Kraft Foods Inc. ponied up $411,129 when its Lifesavers plant moved to
Canada in 2003, having enjoyed a tax break awarded to maintain
employment. City staff now quiz each Industrial Facilities Tax exemption
grantee annually to determine the extent of their compliance with
employment promises.

Holland's initiative reflects a national trend toward more transparency
in the use of public economic-development incentives. Yet city officials
are careful to maintain a business-friendly image.

With the economic situation we're faced with here in Michigan, I think
communities want to do what they can to help their companies remain
competitive, assistant city manager Greg Robinson said.

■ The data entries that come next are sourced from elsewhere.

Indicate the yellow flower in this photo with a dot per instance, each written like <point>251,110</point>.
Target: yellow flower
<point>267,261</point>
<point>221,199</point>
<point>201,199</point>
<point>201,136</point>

Though so-called clawbacks for incentive agreement non-compliance are
gaining attention among state and local governments, many are unwilling
to go beyond recouping pro rated tax revenues when companies flout their
promises.

They should pay that back because that's an agreement, argued state
Rep. Michael Sak, Democrat of Grand Rapids. But they shouldn't face any
additional penalty, he added.

Increased use of appropriate clawbacks is a one preliminary
recommendation from an incentives task force formed by the Michigan
Economic Developers Association.

The key premise is that if the communities in the state are delivering
substantial value with tax incentives, we in turn should get substantial
performance from the companies in terms of investment, in terms of
employment, said Randy Thelen, president of Zeeland-based economic
development agency Lakeshore Advantage.

Thelen co-chairs the task force.

A Web survey conducted by Tax Advantage Group of Greenville, S.C., found
that 73 percent of corporate respondents felt clawback language in
incentive agreements is getting stronger. The International Economic
Development Council devoted a panel discussion to clawback trends at its
annual conference last September.

As the use of incentives mature over time, the triggering of clawbacks
for non-performance will likely become ubiquitous, wrote one
participant, Austin, Texas-based Intelligent Incentives principal Karin
Richmond. Clawbacks comprising repayment and penalties insert an
inherent cost of money to the private company receiving the incentives.

In Holland, biennial employment reports to the city called for in
abatement contracts were seldom submitted in prior years, assistant city
manager Robinson said. But what officials found this year was that about
70 percent of IFT holders had grown employment, while 10 percent cut jobs.

Boosting or maintaining employment was the chief criteria for tax
abatements in earlier years, but now officials are more cognizant of the
importance of productivity to business survival.

I think now it's employment plus competitiveness of a company,
Robinson said.

Of the city's 95 companies qualifying for an IFT abatement, Robinson
said, 70 currently hold such certificates. The city grants the
abatements, covering 50 percent of the value of capital investment for
new building or equipment purchases, for the full 12 years. Some local
units grant abatements for lesser periods, especially for personal
property investments given equipment depreciation.